Sempre quando se mudava. Absolutamente imprevisível nos seus modos de manifestação, a felicidade irrompia do cerne das pequenas coisas. O processo, de tão familiar, tornou-se previsível, imprevisível era a irradiação da felicidade. Já exausto e suado, depois de horas embalando livros, cds, dvds, tapes, minúsculos objetos paralisados no fundo de gavetas empoeiradas, súbito ela irrompia. Vinha de longe, submersa no mofo dos papéis guardados, no ranger secreto das pequenas coisas. Por exemplo assim: ele esvazia uma gaveta, já impaciente, quando o envelope cheio de fotografias escorrega de suas mãos. O choque da felicidade desata-se do íntimo de tais pequenas coisas: as imagens impressas sobre o papel, o sopro do passado vindo de longe, paralisando miraculosamente o fluxo do tempo durante alguns vagos minutos. Retendo as fotos entre os dedos, contempla maravilhado os movimentos da vida dissipada e perdida irradiando de mudas imagens: o carnaval de Olinda pulsando no fundo da cena em contraste com o sorriso sereno enquadrado no primeiro plano. Noutra foto, banhada pela primeira luz do dia, ela repousa quieta e reclusa sobre o chão da varanda. Pouco antes, fato ausente da foto, saíra da cama onde o suor, esperma, odores do amor consumado, respiravam ainda nas dobras dos lençóis revoltos.

A repetição desses milagres cotidianos, ou recriações epifânicas do tempo vivido e materialmente irreversível, se fez sempre inapartável dos processos de mudança. Por isso, na ânsia de reter e renovar tais milagres, tornou-se andarilho compulsivo. Odiava mudanças, sabia-se um sedentário insanável, mas rendeu-se dócil à tirania das peregrinações por bairros e condomínios da cidade. Era o único meio de repor no presente sombrio as iluminações definitivas enraizadas no amor ido e perdido. Os amigos, a tudo alheios, faziam piadas das quais ele próprio complacentemente ria. Diziam que era um judeu errante, que não pagava aluguel, que os vizinhos o desprezavam sempre tramando um jeito de o expelir do grupo ou comunidade.

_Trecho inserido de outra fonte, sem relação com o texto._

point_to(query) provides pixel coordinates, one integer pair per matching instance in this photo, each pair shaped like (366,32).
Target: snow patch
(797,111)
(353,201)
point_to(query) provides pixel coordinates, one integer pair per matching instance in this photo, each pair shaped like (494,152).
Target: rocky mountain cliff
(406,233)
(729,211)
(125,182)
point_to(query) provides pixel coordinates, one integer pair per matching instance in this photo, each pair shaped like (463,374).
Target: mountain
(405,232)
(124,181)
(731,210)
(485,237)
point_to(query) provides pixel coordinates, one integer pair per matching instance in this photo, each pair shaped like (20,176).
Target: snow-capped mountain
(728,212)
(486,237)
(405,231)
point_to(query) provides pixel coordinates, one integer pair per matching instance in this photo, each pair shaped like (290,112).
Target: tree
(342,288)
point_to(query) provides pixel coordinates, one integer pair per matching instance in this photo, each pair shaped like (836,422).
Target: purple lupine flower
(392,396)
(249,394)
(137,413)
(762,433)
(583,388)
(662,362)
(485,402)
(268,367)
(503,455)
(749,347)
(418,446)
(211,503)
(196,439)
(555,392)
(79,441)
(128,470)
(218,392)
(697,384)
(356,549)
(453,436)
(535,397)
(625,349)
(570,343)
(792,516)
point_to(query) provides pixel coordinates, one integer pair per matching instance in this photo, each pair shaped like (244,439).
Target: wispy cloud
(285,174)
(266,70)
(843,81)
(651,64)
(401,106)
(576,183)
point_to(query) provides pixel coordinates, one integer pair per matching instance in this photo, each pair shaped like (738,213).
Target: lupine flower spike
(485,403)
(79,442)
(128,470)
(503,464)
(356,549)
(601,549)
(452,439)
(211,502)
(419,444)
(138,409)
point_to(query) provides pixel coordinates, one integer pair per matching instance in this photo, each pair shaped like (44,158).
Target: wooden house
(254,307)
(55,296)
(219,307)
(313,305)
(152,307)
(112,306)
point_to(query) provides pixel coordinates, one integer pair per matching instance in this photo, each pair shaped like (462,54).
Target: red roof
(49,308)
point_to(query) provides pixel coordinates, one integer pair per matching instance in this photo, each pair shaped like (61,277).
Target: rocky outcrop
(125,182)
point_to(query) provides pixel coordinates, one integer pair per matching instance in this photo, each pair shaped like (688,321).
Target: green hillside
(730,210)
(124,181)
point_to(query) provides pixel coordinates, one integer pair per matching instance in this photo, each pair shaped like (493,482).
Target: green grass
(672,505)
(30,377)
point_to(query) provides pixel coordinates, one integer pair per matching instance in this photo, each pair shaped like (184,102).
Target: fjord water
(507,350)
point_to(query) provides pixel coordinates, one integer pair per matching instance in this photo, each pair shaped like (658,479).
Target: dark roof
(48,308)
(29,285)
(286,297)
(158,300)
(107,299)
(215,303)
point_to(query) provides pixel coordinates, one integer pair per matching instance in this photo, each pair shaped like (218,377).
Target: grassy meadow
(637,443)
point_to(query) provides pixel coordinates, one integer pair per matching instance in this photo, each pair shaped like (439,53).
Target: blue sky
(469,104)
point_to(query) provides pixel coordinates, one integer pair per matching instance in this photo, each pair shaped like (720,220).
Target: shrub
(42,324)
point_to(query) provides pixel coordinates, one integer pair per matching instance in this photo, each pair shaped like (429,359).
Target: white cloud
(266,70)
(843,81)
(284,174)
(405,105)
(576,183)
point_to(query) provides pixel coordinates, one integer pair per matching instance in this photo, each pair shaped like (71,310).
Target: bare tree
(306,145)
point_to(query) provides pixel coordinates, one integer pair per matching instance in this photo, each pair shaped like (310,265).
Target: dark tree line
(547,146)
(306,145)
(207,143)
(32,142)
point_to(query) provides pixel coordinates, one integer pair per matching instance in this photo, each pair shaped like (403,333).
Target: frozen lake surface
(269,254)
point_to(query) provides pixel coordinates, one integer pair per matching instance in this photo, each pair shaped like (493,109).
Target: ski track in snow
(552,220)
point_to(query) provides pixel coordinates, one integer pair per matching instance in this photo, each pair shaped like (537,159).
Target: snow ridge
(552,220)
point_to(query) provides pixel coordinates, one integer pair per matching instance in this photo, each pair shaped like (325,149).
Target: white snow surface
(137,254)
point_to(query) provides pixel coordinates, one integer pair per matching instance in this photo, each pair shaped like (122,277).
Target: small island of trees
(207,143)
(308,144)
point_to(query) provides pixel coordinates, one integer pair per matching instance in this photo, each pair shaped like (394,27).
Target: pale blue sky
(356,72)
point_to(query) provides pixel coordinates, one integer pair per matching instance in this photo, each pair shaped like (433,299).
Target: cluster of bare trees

Sua vida concentrou-se nesses dois modos exaustivos de ritual: fazer e desfazer malas, ordenar e desordenar ambientes domésticos. Num ou noutro, quando não em ambos, nos casos de mudança pontuados pela sorte, ela se desatava dos fundos de gaveta, das cartas atadas num longo cordão prateado, dos poemas que lhe escrevera, dos odores que a brisa noturna soprava pelos vãos da casa. Por exemplo assim: na madrugada, dentro do apartamento vazio, ele a fotografa no momento em que ela corria em sua direção. Noutro plano, este à luz do dia, posa de espadachim entre as filhas eufóricas. Eles entre festas, eles entre frestas, eles entre gente, mas sobretudo eles entre eles concentrados no exercício de um amor sempre renovado e intenso, cavando no fundo dos poços e recessos mais insondáveis as misteriosas emanações do amor constelado.

Aprendeu com as mudanças o contentamento da felicidade alojada nas pequenas coisas. Aprendeu que a felicidade não reside nos grandes e momentosos gestos, nos feitos extraordinários, nas vidas tecidas por acontecimentos inusitados. A felicidade, essa prenda rara avessa aos estados de permanência, infiel aos caprichos da duração incontentada, a felicidade é rebento sutil das pequenas coisas, das aventuras ordinárias da vida povoada por seres tão comuns quanto ele. Se é fruto da vida vivida, sobretudo do modo como a vivemos, nasce ela antes de tudo das tramas indecifráveis da memória. Pois é nesta que a felicidade se reconcilia com a duração, ideal inalcançável na ordem da felicidade vivida, ideal fadado à frustração nas insensatas fantasias dos amantes. A felicidade, sabe ele agora dobrado ao peso das malas que carrega no trânsito das mudanças, é a permanência dos bens idos e perdidos nos campos iluminados da memória. Mas isso, diz ele de si para si próprio, não é lição para sedentários. Há que fazer muitas mudanças de vida e endereço.

Dizem que ele segue por aí, judeu errante transportando nas malas suadas as pequenas coisas de sua secreta felicidade: livros, fotos, cds, dvds, objetos esquecidos nos fundos de gaveta aos quais ninguém dá importância. O problema da felicidade, ou das pessoas que mais a desejam, está na busca ilusória das ações grandiosas, na perseguição insensata dos fins inatingíveis. O problema da felicidade é um problema que se decifra no convívio das pequenas coisas. Mas chega, diz o motorista da transportadora estacionando o carro para recolher sua mais nova mudança.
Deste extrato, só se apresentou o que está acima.